One reason was because laws against speculator pools had not yet been created.
“It was unethical, but it wasn't illegal,” said Timothy Messer-Kruse, a University of Toledo labor historian. But if someone were to do the same trading today, “they'd go to jail,'' he said.
Mr. Kennedy refused to discuss the case, and was never required to appear before the Senate committee, though he was identified as one of the players, according to his granddaughter's research.
Though he was widely regarded as a Wall Street operator, the L-O-F scam is one of the few documented cases implicating him, his granddaughter stated.
When President Roosevelt suggested that Mr. Kennedy be appointed to the newly formed SEC - which regulates the stock market - it caused an outrage among Roosevelt supporters.
The SEC was created to protect the public and investors against insider trading, pool speculation, and other abuses.
“The appointment is appalling,” said one newspaper editor. “Kennedy is the worst of economic parasites, a Wall Street operator.”
Critics brought up the L-O-F scandal and other stories about his market trickery. But President Roosevelt, who had benefited from Mr. Kennedy's fund-raising abilities, defended his supporter.
Feisty and unwilling to back down, Mr. Kennedy wrote in several memos and letters - published for the first time in his granddaughter's book - that he was livid over the criticism and defended himself.
“The bulk of all of my money had been made by business acumen rather than Wall Street operation,” he wrote in a 1934 memo.
Later, in one of the letters just published, Mr. Kennedy acknowledged his role in the L-O-F stock case, but insisted his actions were not as serious as those committed by banker J.P. Morgan.

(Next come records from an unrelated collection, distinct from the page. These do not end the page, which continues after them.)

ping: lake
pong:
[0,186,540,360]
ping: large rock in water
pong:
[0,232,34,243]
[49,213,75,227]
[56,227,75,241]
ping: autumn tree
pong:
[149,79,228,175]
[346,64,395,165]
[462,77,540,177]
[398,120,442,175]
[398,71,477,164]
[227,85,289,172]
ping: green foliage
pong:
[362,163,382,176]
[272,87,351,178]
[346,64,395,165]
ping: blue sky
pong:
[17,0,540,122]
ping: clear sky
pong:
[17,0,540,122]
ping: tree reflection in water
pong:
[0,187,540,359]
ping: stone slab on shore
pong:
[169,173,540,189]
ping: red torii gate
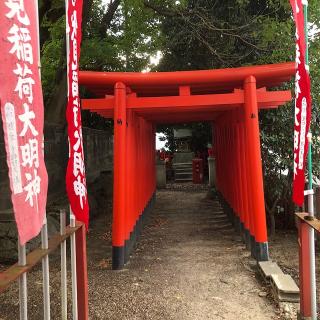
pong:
[79,62,295,269]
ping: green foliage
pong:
[153,0,320,221]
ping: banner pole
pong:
[60,209,68,320]
[18,237,28,320]
[302,1,317,320]
[34,0,50,320]
[70,207,78,320]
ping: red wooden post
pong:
[298,219,311,319]
[76,224,89,320]
[112,82,127,269]
[244,76,269,261]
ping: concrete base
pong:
[250,234,256,259]
[297,311,312,320]
[270,274,300,303]
[255,242,269,261]
[258,260,283,283]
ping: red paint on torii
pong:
[79,62,295,268]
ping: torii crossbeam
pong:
[79,62,295,269]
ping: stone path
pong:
[90,191,278,320]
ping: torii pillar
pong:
[244,76,269,261]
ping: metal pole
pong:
[18,239,28,320]
[303,1,317,320]
[34,0,50,320]
[41,217,50,320]
[70,208,78,320]
[60,210,68,320]
[65,0,78,320]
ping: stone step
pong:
[175,168,192,173]
[175,172,192,179]
[270,274,300,303]
[175,178,192,182]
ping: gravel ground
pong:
[0,186,296,320]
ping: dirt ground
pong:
[0,188,316,320]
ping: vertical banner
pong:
[290,0,311,206]
[66,0,89,227]
[0,0,48,245]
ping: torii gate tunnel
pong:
[79,62,295,269]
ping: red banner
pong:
[66,0,89,227]
[290,0,311,206]
[0,0,48,245]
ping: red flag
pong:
[0,0,48,245]
[66,0,89,227]
[290,0,311,206]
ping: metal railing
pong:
[0,210,89,320]
[296,212,320,320]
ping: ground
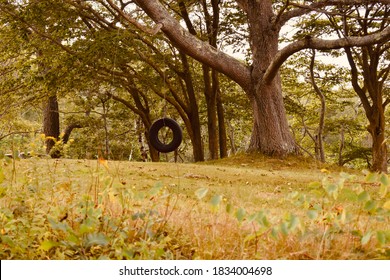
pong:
[0,154,390,259]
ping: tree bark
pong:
[247,1,298,157]
[43,95,60,158]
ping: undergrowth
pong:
[0,156,390,259]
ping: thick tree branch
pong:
[263,26,390,84]
[278,0,390,25]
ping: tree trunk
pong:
[248,1,298,157]
[203,64,218,159]
[62,123,83,144]
[214,77,228,158]
[367,106,387,173]
[43,95,60,158]
[248,77,298,157]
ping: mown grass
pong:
[0,155,390,259]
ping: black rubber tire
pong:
[149,118,183,153]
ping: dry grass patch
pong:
[0,155,390,259]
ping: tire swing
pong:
[149,117,183,153]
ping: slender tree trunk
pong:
[310,50,326,162]
[180,52,204,162]
[214,77,228,158]
[43,95,60,158]
[367,106,387,172]
[203,64,218,159]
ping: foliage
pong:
[0,158,390,259]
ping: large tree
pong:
[132,0,390,160]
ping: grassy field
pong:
[0,155,390,259]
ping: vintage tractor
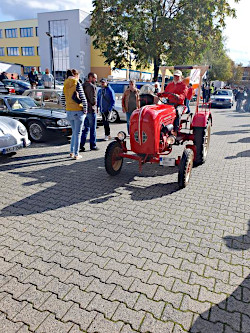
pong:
[105,66,212,188]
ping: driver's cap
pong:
[174,69,182,76]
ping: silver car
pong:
[0,117,30,155]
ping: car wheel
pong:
[105,141,123,176]
[109,110,120,123]
[194,119,211,166]
[178,149,194,188]
[28,120,46,142]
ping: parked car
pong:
[2,79,30,95]
[0,95,72,142]
[210,89,234,108]
[23,88,63,109]
[0,117,30,155]
[0,81,15,95]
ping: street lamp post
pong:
[46,32,64,89]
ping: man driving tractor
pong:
[157,70,188,136]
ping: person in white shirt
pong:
[42,68,54,89]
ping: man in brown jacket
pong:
[122,80,140,134]
[80,72,98,152]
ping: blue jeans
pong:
[67,111,86,155]
[81,113,96,149]
[126,112,132,135]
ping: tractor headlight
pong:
[17,125,27,136]
[57,119,69,126]
[117,131,126,141]
[167,135,175,145]
[176,105,186,114]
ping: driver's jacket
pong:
[162,81,188,105]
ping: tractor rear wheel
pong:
[178,149,194,188]
[105,141,123,176]
[194,119,211,166]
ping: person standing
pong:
[122,80,140,135]
[235,87,245,111]
[0,72,8,81]
[97,78,115,141]
[61,69,88,160]
[185,83,193,113]
[80,72,98,151]
[41,68,54,89]
[28,67,38,89]
[158,70,187,136]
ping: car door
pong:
[0,98,9,117]
[43,90,62,109]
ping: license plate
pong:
[160,156,175,166]
[2,143,23,154]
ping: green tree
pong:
[87,0,239,78]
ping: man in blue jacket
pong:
[97,79,115,141]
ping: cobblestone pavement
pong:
[0,110,250,333]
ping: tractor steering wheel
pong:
[164,91,180,101]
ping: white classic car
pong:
[0,117,30,155]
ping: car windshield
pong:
[7,97,37,110]
[215,90,231,96]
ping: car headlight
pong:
[176,105,186,113]
[17,125,27,136]
[117,131,126,141]
[57,119,70,126]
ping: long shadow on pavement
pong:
[0,157,178,217]
[189,221,250,333]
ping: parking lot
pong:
[0,108,250,333]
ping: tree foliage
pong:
[87,0,239,77]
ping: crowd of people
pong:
[0,67,250,160]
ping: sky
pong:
[0,0,250,66]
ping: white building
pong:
[38,9,91,78]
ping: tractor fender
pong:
[191,111,212,127]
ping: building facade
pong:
[0,19,41,73]
[0,9,153,81]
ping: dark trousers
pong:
[102,111,110,136]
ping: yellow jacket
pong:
[63,78,83,111]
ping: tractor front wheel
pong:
[178,149,194,188]
[194,119,211,166]
[105,141,123,176]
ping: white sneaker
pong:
[74,155,82,160]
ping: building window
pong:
[23,66,34,74]
[22,46,35,56]
[5,29,17,38]
[7,47,19,56]
[49,20,70,80]
[20,28,33,37]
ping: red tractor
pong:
[105,66,212,188]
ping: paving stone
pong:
[111,304,145,330]
[140,313,174,333]
[13,304,49,331]
[36,314,72,333]
[109,286,139,309]
[39,295,73,319]
[161,304,193,330]
[154,286,183,309]
[0,312,23,333]
[134,295,165,319]
[129,279,157,299]
[88,313,123,333]
[64,286,95,308]
[62,304,97,331]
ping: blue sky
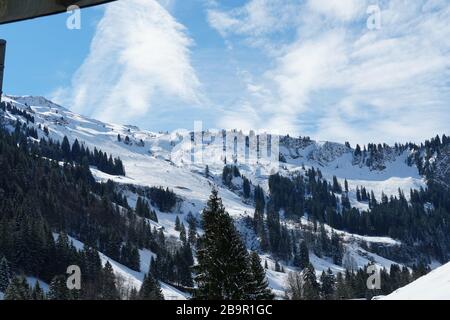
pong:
[0,0,450,143]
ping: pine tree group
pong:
[195,190,269,300]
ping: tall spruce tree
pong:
[320,268,335,300]
[195,190,253,300]
[0,257,12,292]
[250,252,274,300]
[100,261,119,300]
[4,276,31,300]
[139,273,164,300]
[303,264,320,300]
[48,275,73,300]
[294,241,309,270]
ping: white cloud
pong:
[307,0,367,21]
[56,0,200,122]
[209,0,450,143]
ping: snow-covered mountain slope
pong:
[380,263,450,300]
[0,96,436,297]
[52,234,189,300]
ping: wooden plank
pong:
[0,0,116,24]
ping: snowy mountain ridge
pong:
[0,96,449,297]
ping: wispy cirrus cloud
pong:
[209,0,450,143]
[55,0,202,122]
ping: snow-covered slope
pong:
[0,96,436,298]
[380,263,450,300]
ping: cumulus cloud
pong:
[55,0,201,122]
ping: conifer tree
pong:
[0,257,12,292]
[175,216,181,232]
[48,276,73,300]
[31,281,45,300]
[139,273,164,300]
[4,276,31,300]
[250,252,274,300]
[294,241,309,270]
[180,223,187,245]
[303,264,320,300]
[195,190,252,300]
[320,268,335,300]
[100,261,119,300]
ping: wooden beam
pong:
[0,0,116,24]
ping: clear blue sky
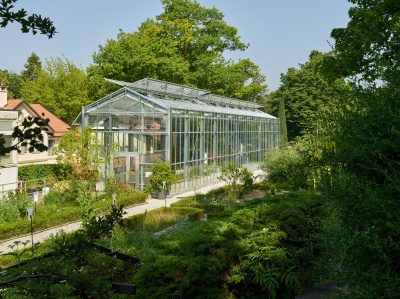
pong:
[0,0,350,91]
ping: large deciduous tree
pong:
[320,0,400,298]
[0,0,56,38]
[88,0,267,100]
[21,58,90,124]
[269,51,349,140]
[322,0,400,82]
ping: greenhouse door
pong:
[113,154,139,188]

He went on to serve as the first chairman of the SEC in July, 1934, resigning 14 months later. One of his acts was to outlaw the very schemes that he once led: stock manipulation pools.
By the time he resigned, the SEC was being hailed as one of the most effective agencies created during the New Deal.
Mr. Kennedy, who was 44 and living in Bronxville, N.Y., at the time with his wife, Rose, and nine children, was appointed by President Roosevelt as ambassador to Great Britain from 1937 to 1940.
Under the leadership of John Biggers, L-O-F was able to survive the stock debacle 58 years ago and helped establish Toledo as a major glass center.
Once known for its inventiveness and creativity, L-O-F created Thermopane and other products that evolved into household words.
But the manipulation of its stock was a problem it didn't need at the time, said Mr. Barger.
“The company was in debt, and it was in the Depression. The automobile industry was still in a slump,” he said.
As a major supplier of windshields, L-O-F was going through tough economic times. Fewer cars were being sold because of the Depression, and L-O-F was heavily in debt from buying General Motor's glassworks.
Like the corporate raiders of the 1980s, the event showed how vulnerable Toledo's signature companies could be to Wall Street practices.